Arsenal can now only undertake loan deals but they aren’t exactly the easy option as Barcelona appears to be holding the North London club to ransom over the transfer of their top target, Denis Suarez.

An upfront payment demand of £1.7 m fee and obligation to buy has complicated matters for the cash strapped club and it’s a deal that is in danger of complete collapse with the unconfirmed report that Spurs are interested in Barca winger Malcom.  



Let’s go back to when this calamity started and include some of the baffling decisions that resulted in the well running dry.

Petr Cech’s transfer in 2015 was particularly baffling for the enormous sum of £10 m for a 33 year old.

The player had lost his number one position with Chelsea because Jose Mourinho saw something in him that made him decide he was in decline.



Say what you like about Mourinho but he is a very good judge of when a player is past their best and soon palmed off Wayne Rooney when his time at United was up.

Subsequently, Rooney’s career has plummeted and although a success in America, it’s clear that anyone who can still kick a ball could do the same. 



Arsenal gave chase and got their man but he rarely reached the heights of his Chelsea career and this year decided to retire.

Arsenal bought a reputation at the time and placed Cech behind a splintered and dysfunctional defence, making him appear more in decline than he actually was.



The fact remains that Arsenal paid far too much money out of desperation, with the assumption that Cech could eradicate Arsenal’s defensive issues by his presence and for the not insignificant sum of £100,000 per week 

He was overpriced by the sum of at least £5m and had Arsenal had their eye on the ball, they would have paid a similar price for a developing keeper.



Alexis Sanchez departure was a long winded affair.

The petulant player deciding when to play and how much to contribute, which was unsettling on the team.



His first suitors were Manchester City but they refused to meet the escalating demands of the player and left the field open to neighbours United.

His contract had been allowed to run down and subsequently, Sanchez was in a position to leave for nothing, when £50 million would have been a reasonable price for the want away star if he had been still on a lengthy contract.
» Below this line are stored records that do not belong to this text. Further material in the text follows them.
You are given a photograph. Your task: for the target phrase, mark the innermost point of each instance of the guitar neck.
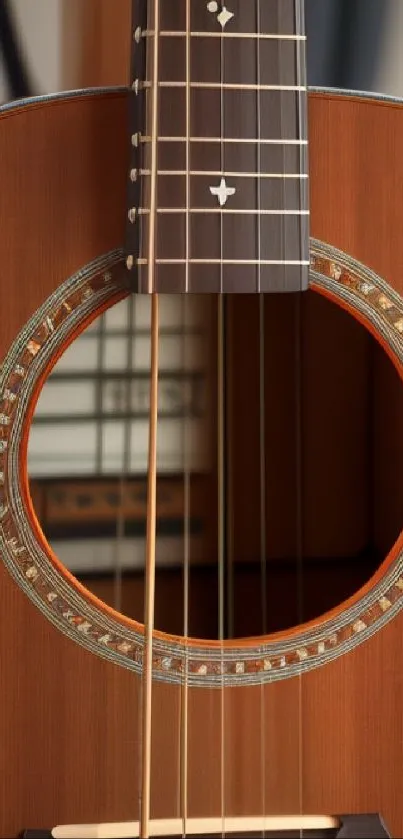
(218, 187)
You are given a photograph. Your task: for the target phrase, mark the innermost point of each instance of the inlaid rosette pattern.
(77, 613)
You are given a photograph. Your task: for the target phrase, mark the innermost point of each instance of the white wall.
(390, 75)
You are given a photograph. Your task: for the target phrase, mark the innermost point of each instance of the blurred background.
(88, 444)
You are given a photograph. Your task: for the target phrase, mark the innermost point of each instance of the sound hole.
(326, 472)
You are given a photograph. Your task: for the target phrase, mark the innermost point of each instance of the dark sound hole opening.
(332, 477)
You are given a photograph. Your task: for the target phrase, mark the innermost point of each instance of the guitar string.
(298, 426)
(184, 703)
(221, 437)
(147, 675)
(262, 420)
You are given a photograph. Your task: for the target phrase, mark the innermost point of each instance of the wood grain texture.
(69, 722)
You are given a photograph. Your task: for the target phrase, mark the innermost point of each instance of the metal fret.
(218, 174)
(253, 36)
(143, 211)
(147, 85)
(250, 140)
(180, 261)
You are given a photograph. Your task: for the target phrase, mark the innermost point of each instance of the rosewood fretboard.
(219, 147)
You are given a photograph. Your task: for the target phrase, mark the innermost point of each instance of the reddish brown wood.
(69, 721)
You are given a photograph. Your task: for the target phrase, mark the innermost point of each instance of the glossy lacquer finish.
(69, 723)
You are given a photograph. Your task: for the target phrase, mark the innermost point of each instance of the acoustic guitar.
(269, 697)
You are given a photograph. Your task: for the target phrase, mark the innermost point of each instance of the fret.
(228, 235)
(256, 36)
(277, 62)
(217, 86)
(277, 16)
(279, 113)
(238, 277)
(275, 195)
(143, 211)
(223, 140)
(278, 159)
(218, 174)
(179, 261)
(223, 179)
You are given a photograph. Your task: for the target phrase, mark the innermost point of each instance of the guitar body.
(69, 722)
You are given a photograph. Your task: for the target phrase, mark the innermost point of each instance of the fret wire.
(264, 36)
(250, 140)
(217, 174)
(147, 85)
(144, 211)
(181, 261)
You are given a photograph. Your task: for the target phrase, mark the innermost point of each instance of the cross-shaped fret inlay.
(222, 192)
(223, 14)
(231, 176)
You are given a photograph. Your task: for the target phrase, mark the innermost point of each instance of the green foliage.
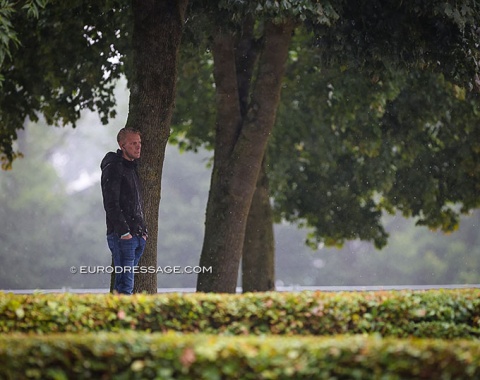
(365, 145)
(67, 58)
(134, 355)
(434, 314)
(435, 35)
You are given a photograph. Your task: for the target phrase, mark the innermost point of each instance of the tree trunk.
(239, 150)
(258, 259)
(157, 29)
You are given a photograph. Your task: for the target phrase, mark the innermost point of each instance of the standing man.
(122, 200)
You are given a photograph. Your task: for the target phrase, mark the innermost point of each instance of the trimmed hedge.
(435, 313)
(139, 355)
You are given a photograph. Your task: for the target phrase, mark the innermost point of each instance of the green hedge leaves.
(442, 314)
(140, 355)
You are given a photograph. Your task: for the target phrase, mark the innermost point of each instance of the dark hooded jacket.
(122, 195)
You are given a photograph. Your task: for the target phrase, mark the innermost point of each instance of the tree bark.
(157, 30)
(239, 150)
(258, 259)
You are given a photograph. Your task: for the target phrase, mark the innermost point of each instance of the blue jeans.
(126, 254)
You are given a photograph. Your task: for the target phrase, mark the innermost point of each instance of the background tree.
(70, 57)
(443, 27)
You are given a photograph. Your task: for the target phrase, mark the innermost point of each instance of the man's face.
(131, 146)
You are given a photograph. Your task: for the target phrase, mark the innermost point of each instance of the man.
(122, 200)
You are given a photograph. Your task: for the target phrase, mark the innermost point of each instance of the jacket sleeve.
(111, 183)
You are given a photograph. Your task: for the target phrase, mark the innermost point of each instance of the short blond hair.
(122, 133)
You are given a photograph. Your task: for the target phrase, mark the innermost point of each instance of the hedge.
(434, 313)
(141, 355)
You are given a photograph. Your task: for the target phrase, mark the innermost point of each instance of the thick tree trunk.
(258, 259)
(157, 30)
(239, 150)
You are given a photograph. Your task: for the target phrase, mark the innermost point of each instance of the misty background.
(53, 219)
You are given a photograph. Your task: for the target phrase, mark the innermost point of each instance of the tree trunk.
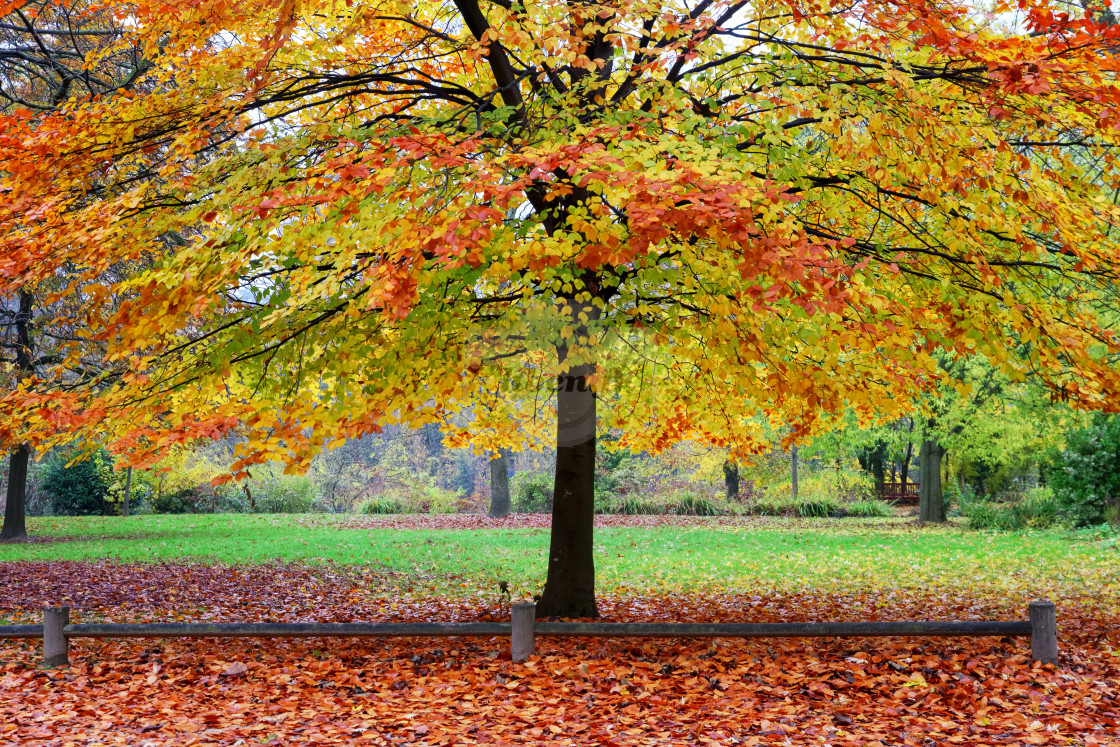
(500, 484)
(731, 478)
(905, 469)
(931, 501)
(569, 590)
(15, 513)
(128, 489)
(15, 526)
(793, 472)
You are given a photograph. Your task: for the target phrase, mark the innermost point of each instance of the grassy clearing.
(792, 554)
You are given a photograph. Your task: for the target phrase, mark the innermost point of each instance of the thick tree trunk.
(569, 590)
(931, 501)
(15, 522)
(15, 525)
(905, 469)
(793, 467)
(731, 478)
(500, 484)
(128, 489)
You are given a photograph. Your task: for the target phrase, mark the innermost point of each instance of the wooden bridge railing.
(523, 628)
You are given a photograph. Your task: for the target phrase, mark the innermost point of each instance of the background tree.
(669, 218)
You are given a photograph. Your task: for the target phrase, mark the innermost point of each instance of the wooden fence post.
(522, 641)
(55, 645)
(1043, 631)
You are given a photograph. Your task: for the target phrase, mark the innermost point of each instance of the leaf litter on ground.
(577, 691)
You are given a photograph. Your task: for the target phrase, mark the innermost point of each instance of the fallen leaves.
(466, 691)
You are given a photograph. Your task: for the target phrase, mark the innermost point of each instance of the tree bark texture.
(15, 524)
(500, 484)
(569, 590)
(15, 513)
(128, 489)
(931, 501)
(793, 472)
(731, 478)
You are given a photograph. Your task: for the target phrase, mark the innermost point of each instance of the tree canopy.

An example of money lost and an opportunity that passed by, the resulting swap for Mkhitaryan was the only bonus but he has since failed to establish himself in the team for the princely sum of £180,000 per week.




Then, because they were at risk of losing Ozil, they entered into an agreement that extended the contract and made him their biggest earner at £350,000 per week to appease fans and show intent.

Since joining the club in September 2013, Mesut Ozil has earned a staggering 

£39,317,902 and if you visit you’ll see what he earns whilst you are on that page.



His yearly wage is now £15.6 million, which is not exactly the players fault but Arsenal’s gamble to keep everyone on side is impacting on their ability to compete in today’s transfer market.



That deal led to an impasse with Aaron Ramsey, who felt that he was worth a substantial increase, so Arsenal went through the same calamitous process again, only this time, they took stock and realised they couldn’t plug the holes in the dam unless they made a statement.

The new contract offer was then withdrawn and it was announced by Arsenal that Ramsey would leave in the summer.

Had the contract been extended in adequate time the Welshman could have generated at least £30 million.



Arsenal then signed Alexandre Lacazette and Pierre-Emerick Aubameyang with weekly wages of £100,000 and £200,000 per week and while I’m not suggesting that they aren’t worth the money, you can see by the wage structure that the current problems were almost unavoidable. 



The last straw was the contract extension of former manager Arsenal manager Arsene Wenger, which was worth £8 million per year but the club’s decision to pull the plug on that ill conceived fiasco cost them £11 million in financial remuneration. 



No doubt Gazidis got on board the gravy train before he went to Italy and got a substantial reward for bringing the club to its knees.

The Dark Lord was earning £1.7 m per year and had managed £20.4 million during his chaotic and dysfunctional reign.



Why are we in this mess ? Ask Stan Kroenke.